As the Court stated above, Plaintiffs have not filed any opposition or other response to Wachovia's motion for summary judgment. At this stage in this litigation, when confronted with a motion that no genuine disputes of material facts exist, a non-moving party must go beyond their pleadings to demonstrate the existence of a genuine dispute of material fact. Fed.R.Civ.P. 56(c)(1). The non-moving party must offer some "concrete evidence from which a reasonable juror could return a verdict in his favor." Anderson, 477 U.S. at 256. Whereas here, if a non-moving party has the burden of proof on an essential element of his or her case and does not make, after adequate time for discovery, an evidentiary showing sufficient to establish that element, summary judgment is appropriate.
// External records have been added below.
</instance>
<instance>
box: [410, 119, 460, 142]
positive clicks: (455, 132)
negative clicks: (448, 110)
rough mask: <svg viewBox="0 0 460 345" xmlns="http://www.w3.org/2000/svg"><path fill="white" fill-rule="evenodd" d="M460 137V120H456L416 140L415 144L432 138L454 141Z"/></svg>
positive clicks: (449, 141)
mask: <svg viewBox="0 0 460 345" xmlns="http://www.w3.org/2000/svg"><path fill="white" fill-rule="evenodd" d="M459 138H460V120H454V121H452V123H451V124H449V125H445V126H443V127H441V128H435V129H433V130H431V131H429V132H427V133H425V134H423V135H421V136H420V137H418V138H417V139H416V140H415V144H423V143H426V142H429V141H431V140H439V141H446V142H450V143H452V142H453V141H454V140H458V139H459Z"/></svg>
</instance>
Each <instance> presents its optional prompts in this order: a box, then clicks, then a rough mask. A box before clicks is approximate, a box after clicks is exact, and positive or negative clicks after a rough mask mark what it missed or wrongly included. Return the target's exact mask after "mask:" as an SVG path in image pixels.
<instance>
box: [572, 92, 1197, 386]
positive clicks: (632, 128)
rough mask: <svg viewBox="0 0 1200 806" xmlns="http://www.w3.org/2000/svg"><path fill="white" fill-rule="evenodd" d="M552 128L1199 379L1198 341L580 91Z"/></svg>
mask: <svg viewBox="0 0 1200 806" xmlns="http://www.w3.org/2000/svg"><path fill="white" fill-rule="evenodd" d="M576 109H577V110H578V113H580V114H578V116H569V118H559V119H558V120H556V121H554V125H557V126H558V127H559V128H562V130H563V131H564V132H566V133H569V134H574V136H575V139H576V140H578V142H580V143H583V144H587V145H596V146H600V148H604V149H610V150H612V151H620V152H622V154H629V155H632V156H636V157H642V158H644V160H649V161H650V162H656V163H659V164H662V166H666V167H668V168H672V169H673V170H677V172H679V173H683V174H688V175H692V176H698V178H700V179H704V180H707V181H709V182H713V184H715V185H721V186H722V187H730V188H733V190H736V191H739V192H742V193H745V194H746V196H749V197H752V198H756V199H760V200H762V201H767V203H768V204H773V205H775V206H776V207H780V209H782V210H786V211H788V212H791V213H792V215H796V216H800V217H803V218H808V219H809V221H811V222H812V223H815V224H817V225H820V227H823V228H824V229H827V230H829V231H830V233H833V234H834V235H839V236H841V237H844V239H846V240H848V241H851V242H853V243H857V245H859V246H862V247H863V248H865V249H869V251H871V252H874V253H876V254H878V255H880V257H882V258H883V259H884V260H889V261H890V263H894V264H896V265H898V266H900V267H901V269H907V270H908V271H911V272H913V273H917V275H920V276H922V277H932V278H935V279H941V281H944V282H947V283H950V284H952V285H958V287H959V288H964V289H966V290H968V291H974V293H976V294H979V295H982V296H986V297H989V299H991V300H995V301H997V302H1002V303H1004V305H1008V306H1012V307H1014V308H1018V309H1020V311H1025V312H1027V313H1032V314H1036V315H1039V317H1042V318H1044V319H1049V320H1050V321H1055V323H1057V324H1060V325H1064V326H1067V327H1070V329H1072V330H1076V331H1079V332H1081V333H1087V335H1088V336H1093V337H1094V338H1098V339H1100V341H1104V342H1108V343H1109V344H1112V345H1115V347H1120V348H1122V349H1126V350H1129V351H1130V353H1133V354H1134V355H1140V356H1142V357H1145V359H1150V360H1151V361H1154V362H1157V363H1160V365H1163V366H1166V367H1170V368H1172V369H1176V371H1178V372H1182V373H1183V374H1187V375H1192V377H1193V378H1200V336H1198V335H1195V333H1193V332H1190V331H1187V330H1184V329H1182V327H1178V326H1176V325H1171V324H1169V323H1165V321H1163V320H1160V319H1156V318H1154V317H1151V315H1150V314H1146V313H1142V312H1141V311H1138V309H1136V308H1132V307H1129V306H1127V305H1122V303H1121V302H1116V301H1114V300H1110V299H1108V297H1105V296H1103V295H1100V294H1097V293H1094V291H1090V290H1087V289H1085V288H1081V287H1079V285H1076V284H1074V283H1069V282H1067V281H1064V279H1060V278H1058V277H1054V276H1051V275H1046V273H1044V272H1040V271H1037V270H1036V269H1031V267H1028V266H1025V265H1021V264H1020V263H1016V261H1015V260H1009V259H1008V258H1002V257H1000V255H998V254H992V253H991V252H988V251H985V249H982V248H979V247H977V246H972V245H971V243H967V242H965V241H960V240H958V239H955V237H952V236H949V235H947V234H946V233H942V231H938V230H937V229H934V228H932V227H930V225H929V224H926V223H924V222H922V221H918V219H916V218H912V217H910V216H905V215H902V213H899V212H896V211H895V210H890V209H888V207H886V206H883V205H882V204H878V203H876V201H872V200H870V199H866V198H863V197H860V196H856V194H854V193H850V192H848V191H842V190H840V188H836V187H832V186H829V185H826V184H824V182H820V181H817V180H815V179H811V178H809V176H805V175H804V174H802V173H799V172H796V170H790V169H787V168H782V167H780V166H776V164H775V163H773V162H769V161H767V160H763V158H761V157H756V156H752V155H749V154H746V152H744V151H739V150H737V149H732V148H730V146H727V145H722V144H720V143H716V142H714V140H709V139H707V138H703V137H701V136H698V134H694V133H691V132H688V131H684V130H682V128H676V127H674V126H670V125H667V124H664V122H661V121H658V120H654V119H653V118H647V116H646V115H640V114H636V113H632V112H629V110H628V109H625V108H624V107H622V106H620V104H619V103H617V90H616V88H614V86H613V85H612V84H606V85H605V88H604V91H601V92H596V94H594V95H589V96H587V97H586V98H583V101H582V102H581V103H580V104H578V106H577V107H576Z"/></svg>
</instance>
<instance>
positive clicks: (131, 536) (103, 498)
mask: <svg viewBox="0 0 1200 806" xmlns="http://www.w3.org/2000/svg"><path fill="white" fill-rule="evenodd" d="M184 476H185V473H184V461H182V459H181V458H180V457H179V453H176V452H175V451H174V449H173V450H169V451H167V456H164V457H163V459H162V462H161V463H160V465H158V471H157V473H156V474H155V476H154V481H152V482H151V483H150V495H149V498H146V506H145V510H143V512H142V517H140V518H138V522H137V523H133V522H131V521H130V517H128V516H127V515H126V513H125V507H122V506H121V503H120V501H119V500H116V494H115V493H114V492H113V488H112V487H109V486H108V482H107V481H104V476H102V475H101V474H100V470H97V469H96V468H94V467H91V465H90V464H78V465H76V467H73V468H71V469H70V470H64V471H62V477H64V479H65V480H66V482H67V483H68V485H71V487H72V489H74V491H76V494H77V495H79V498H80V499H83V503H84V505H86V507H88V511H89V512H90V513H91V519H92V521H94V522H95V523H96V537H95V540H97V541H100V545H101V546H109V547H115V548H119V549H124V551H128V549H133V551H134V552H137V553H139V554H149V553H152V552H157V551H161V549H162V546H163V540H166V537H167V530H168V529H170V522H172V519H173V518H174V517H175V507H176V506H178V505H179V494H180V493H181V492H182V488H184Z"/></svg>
Celotex, 477 U.S. at 322-23. Here, the parties have had an opportunity to engage in discovery and Plaintiffs have been afforded an opportunity to properly support or address Wachovia's assertions of fact. Yet, Plaintiffs have not demonstrated that a genuine dispute of material facts exists that they did perform as required under the contract and that Defendant breached or violated its duties or obligations under the contract. Plaintiffs' failure to make a showing sufficient to establish the existence of an essential element of their claim is fatal. The Court finds that "there can be `no genuine issue as to any material fact,' since a complete failure of proof concerning an essential element of the nonmoving party's case necessarily renders all other facts immaterial." Celotex, 477 U.S. at 322-23. Therefore, the Court finds that no genuine disputes of material facts exist as to this claim and that Defendant is entitled to summary judgment as a matter of law.
As a result of the Court's ruling above granting Defendant Nationwide's motion for summary judgment, the Court finds that Nationwide's motions in limine, which sought to exclude Plaintiffs' ability to present certain evidence, should be denied as moot.